Virginia’s Tenth Stand

Here in Virginia we are gearing up for another session of the General Assembly, the legislative body of the state government.  Delegates and senators have begun to showcase the bills they hope to pass in the upcoming year and there is one that should be of particular interest to any person who seeks to curtail the power of the federal government.

The purpose of bill, House Joint Resolution Number 130, is in “memorializing the Congress of the United States to honor state sovereignty under the Tenth Amendment to the Constitution of the United States.”  This resolution has attracted a good number of sponsors, currently including: Delegates Randy Minchew of Loudoun County, Dave Albo of Fairfax County, Rob Bell of Albemarle County, Mark Cole of Fredericksburg, Chris Head of Roanoke, Keith Hodges of Middlesex County, Jimme Massie of Henrico County, Rick Morris of Isle of Wight County, Israel O’Quinn of Bristol, and David Ramadan of Loudoun County.

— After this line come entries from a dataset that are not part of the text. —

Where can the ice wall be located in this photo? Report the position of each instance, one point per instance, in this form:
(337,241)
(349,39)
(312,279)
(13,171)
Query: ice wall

But what exactly does this resolution say?  Well, it begins by quoting the 10th Amendment.  “The powers not delegated to the United States by the Constitution, nor prohibited by it to the states, are reserved to the states respectively, or to the people.”  It further notes, “The Tenth Amendment defines the total scope of federal power as being that specifically granted by the Constitution of the United States and no more”.

The resolution goes on to boldly claim that “many federal laws are directly in violation of the Tenth Amendment to the Constitution of the United States” and “that Congress may not simply commandeer the legislative and regulatory processes of the states”.

The resolution concludes with the following assertion: “The Commonwealth of Virginia hereby claims sovereignty under the Tenth Amendment to the Constitution of the United States over all powers not otherwise enumerated and granted to the federal government by the Constitution of the United States. The Commonwealth by this resolution serves notice to the federal government, as its agent, to cease and desist, effective immediately, mandates that are beyond the scope of these constitutionally delegated powers. Further, the Commonwealth urges that all compulsory federal legislation that directs states to comply under threat of civil or criminal penalties or sanctions or requires states to pass legislation or lose federal funding shall be prohibited or repealed.”

The full text of Resolution 130 can be found here.

It has become clear that most of the legislators in Congress, the president, the courts, and the federal bureaucracy have little interest in restraining their powers to those specifically enumerated in the Constitution.  Therefore, in order to restore some sense of federalism, it is up to the states and the people to claim the authority that is rightfully theirs.

But lingering questions remain.  Will the delegates and senators in Richmond have the political courage to pass this resolution?  And if they do, are they willing to chart a course that will enforce the federal limitations found in the Constitution and the 10th Amendment?  After all, it would mean an end to federal control of many facets of life including, but limited to: education, healthcare, retirement, and the modern welfare state.

Conservatives, libertarians, and constitutionalists all across Virginia should support House Joint Resolution 130 and ought to write his or her legislators and encourage them to do likewise.  It’s time to make a stand!